DeRosa preparing for helm at Rouse

Credentials: Tom DeRosa showed his stuff to the Rouse people when he closed their deal for the Hughes holdings in Nevada. Now he could be the next head of Rouse.

April 20, 2003|By Meredith Cohn | Meredith Cohn,SUN STAFF

It was 1996 when the Rouse Co. looked westward and embarked on an ambitious expansion.

The company that had created the community of Columbia and pieced together one of the largest and best-performing mall portfolios in the nation was eyeing the Nevada real estate amassed by the late billionaire Howard Hughes. The vast holdings stretched from The Strip in Las Vegas to the growing desert suburbs.

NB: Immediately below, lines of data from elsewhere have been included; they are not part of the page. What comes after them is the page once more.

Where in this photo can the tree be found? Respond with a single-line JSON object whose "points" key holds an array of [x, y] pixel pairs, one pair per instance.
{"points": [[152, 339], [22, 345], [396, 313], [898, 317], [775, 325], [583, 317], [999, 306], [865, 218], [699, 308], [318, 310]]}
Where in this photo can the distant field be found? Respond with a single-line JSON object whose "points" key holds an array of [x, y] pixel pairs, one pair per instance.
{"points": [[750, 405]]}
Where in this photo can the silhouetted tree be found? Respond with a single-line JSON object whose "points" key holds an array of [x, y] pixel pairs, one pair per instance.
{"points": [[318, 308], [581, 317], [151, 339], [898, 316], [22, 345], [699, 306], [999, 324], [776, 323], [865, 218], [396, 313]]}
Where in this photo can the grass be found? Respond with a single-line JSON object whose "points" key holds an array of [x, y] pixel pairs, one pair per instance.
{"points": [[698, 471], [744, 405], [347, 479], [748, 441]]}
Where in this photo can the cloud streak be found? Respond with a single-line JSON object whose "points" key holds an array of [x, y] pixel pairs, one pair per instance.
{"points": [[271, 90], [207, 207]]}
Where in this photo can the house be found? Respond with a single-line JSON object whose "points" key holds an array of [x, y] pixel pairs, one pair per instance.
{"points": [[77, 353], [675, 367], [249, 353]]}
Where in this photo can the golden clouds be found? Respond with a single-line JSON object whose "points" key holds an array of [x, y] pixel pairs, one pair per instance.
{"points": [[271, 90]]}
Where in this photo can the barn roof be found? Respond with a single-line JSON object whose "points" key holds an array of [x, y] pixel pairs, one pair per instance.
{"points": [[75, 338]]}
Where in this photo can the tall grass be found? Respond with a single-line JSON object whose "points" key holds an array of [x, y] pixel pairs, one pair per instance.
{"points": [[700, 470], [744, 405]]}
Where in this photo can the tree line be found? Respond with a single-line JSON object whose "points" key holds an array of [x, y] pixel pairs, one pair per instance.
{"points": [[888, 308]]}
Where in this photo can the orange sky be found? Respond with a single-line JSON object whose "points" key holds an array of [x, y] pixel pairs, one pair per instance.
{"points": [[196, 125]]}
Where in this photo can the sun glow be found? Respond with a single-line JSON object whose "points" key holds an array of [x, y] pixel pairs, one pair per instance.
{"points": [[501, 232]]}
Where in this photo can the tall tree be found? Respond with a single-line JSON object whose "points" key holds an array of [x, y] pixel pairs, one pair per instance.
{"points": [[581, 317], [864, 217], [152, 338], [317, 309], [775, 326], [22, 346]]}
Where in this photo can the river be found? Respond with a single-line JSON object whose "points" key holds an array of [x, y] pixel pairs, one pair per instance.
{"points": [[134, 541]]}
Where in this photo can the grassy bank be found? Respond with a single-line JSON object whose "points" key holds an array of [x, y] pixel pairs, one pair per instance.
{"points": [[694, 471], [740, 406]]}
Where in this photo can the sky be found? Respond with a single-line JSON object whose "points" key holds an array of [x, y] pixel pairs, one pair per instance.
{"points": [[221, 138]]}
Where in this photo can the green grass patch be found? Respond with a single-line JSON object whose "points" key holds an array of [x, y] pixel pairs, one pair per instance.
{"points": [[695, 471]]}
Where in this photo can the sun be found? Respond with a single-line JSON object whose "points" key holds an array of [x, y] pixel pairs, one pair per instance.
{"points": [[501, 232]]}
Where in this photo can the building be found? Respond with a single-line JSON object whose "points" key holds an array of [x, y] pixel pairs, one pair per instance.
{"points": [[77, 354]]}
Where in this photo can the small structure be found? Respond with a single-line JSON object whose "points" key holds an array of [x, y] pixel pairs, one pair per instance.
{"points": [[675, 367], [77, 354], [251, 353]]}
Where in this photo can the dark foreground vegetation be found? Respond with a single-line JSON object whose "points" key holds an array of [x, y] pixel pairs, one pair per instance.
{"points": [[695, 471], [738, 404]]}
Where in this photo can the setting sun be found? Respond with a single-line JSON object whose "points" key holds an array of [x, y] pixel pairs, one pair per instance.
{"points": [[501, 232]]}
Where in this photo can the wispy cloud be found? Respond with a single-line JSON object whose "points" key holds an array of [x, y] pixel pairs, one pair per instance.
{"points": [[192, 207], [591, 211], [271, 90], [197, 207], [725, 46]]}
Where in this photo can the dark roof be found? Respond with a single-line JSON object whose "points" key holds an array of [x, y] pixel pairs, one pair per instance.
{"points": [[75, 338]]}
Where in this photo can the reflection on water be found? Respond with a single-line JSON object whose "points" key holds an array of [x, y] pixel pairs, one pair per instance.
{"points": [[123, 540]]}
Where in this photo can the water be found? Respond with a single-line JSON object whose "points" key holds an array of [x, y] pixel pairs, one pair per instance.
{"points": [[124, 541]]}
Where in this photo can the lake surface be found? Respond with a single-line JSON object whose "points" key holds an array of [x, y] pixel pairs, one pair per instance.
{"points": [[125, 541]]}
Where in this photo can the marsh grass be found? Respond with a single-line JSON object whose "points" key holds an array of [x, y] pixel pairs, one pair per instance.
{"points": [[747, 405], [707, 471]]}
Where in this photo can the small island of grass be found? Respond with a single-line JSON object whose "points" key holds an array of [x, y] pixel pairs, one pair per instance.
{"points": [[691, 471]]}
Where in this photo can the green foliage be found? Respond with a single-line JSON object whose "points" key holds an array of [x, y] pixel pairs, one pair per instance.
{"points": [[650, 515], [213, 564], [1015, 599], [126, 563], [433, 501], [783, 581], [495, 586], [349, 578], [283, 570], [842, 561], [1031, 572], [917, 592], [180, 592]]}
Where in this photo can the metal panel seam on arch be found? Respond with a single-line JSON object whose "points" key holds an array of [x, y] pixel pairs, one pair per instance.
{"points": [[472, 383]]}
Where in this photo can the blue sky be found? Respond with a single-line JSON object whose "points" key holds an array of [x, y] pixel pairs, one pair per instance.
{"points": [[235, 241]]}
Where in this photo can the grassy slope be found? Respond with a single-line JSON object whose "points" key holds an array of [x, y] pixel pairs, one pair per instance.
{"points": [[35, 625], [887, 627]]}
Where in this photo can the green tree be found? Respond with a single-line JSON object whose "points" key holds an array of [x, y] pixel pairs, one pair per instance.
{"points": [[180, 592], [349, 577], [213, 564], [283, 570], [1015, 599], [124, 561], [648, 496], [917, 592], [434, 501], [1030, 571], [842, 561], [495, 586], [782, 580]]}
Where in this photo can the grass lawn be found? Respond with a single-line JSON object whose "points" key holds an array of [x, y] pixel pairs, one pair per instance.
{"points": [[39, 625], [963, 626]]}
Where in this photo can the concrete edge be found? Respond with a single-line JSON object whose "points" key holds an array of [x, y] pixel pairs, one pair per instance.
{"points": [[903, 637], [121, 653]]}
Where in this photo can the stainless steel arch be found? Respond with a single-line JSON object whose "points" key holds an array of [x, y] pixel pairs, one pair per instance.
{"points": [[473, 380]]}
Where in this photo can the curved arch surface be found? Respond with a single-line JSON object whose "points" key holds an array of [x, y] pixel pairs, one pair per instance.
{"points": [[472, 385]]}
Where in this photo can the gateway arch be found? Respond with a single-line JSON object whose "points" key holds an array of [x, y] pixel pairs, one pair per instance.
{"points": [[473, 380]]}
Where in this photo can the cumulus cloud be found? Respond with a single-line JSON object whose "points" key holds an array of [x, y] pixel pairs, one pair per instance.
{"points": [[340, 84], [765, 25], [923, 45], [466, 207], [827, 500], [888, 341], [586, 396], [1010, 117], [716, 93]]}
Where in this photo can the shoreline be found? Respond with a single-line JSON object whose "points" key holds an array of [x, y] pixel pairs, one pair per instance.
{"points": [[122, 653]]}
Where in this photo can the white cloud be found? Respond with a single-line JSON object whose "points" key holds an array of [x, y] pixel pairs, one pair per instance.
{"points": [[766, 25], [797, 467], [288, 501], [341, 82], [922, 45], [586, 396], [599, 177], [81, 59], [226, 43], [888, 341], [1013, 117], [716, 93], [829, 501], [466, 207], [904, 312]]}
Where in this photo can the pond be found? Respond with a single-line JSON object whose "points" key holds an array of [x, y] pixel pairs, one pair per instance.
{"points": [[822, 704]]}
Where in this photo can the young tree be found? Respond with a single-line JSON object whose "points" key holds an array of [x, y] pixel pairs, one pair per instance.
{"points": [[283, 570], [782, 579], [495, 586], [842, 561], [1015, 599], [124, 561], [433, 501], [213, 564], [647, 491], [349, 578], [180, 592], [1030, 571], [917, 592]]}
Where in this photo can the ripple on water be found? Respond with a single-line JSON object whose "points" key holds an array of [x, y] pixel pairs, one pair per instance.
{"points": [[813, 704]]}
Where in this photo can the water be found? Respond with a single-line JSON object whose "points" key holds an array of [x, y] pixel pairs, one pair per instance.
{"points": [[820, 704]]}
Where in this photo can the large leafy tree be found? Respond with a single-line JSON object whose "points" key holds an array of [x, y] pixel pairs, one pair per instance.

To help cement the complicated $520 million deal that would bring Rouse one of its ritziest malls, Fashion Show, and the tony planned community of Summerlin, the company turned to Deutsche Bank AG. It sent a young investment banker named Thomas J. DeRosa, who would participate in sensitive negotiations with Hughes' heirs, help craft a plan to pay them and persuade European investors to join in.

Anthony W. Deering, Rouse's chief executive, was impressed.

"He got this very complex deal closed," Deering said of DeRosa. "At the time I jokingly said `Why don't you come work for the Rouse Co.?' He wanted to stay at Deutsche Bank. But I did keep in touch with him. It took seven more years to decide the time was right."

DeRosa finally joined Rouse in September, as vice chairman and chief financial officer. Not only is DeRosa the first outsider to enter the company's top executive ranks, but he is also the acknowledged front-runner to replace Deering.

Those who know DeRosa acknowledged that his expertise in investment banking is a valuable asset for the real estate company. But it was his polish and ability to form and build relationships that propelled him to the No. 2 job at Rouse, they said.

During a recent interview, a smiling DeRosa said he has already made friends and allies at a company where the average tenure is 20 years. He wants the chief executive's job, held by only three men since James Rouse founded the company in 1939.

"I have a shot at it. Why not? I'm sure it's one of the reasons Tony Deering brought me here," DeRosa said. "If you've been here 15 years, you're a newcomer, but I don't feel like a newcomer."

In coming to Rouse, DeRosa, 45, became a key piece of a continuing shake-up at a company analysts have often described as staid. They have criticized Rouse management for resisting change and new blood, for big spending on development and debt and for the stock price totaling less than the value of company's assets.

In a whirlwind that began less than a year ago, three top executives - all career Rouse employees and close in age to the 58-year-old Deering - have taken early retirement. The company's structure has been streamlined to cut costs and reflect a shift away from expensive development. Rouse is now focusing on refining its portfolio of upscale malls and selling land in its planned communities, mainly to homebuilders.

As a former investment banker, DeRosa brings an understanding of capital markets that few others at Rouse possess, company officials and analysts said. That's important at a company that needs to borrow money to pay for mall developments, acquisitions and overhauls.

He also has management experience, including his last position at Deutsche Bank in London, where he helped to oversee at least 100 workers.

While still in Baltimore, DeRosa helped with Deutsche Bank's recruiting effort, giving talks at business schools and reviewing candidates, according to Richard Franyo, a former head of investment banking at Deutsche Bank. That responsibility, Franyo said, was "a big deal" because most any company's success hinges on the hiring of good people.

Franyo said DeRosa had a worldliness about him that made him seem like executive material. "He liked to travel. If you wanted to go to Prague, you could ask him, `Where do I stay or where do I dine?'"

DeRosa does lack experience in retailing and in forging the bonds with anchors and major tenants that are crucial to a mall company. That might mean that his skills at building relationships could be tested.

Analyst David Fick, a managing director at Legg Mason Wood Walker Inc., approved of the first major Rouse transaction in which DeRosa had a hand: the sale of six mediocre-performing shopping malls in exchange for the upscale, high-income-producing Christiana Mall in Delaware. Wall Street will continue watching.

"Initial investor impressions of Tom DeRosa have been generally favorable since he joined the company," Fick said. "As with any new executive, analysts and investors tend to withhold judgment until they see him/her in action. Based on his strong background in investment banking, we think there is no question that he can succeed on the capital markets transaction front.

"The market will likely continue to watch his transition into the real estate business in an operating management role, but we see no reason that he would not also be successful in that regard."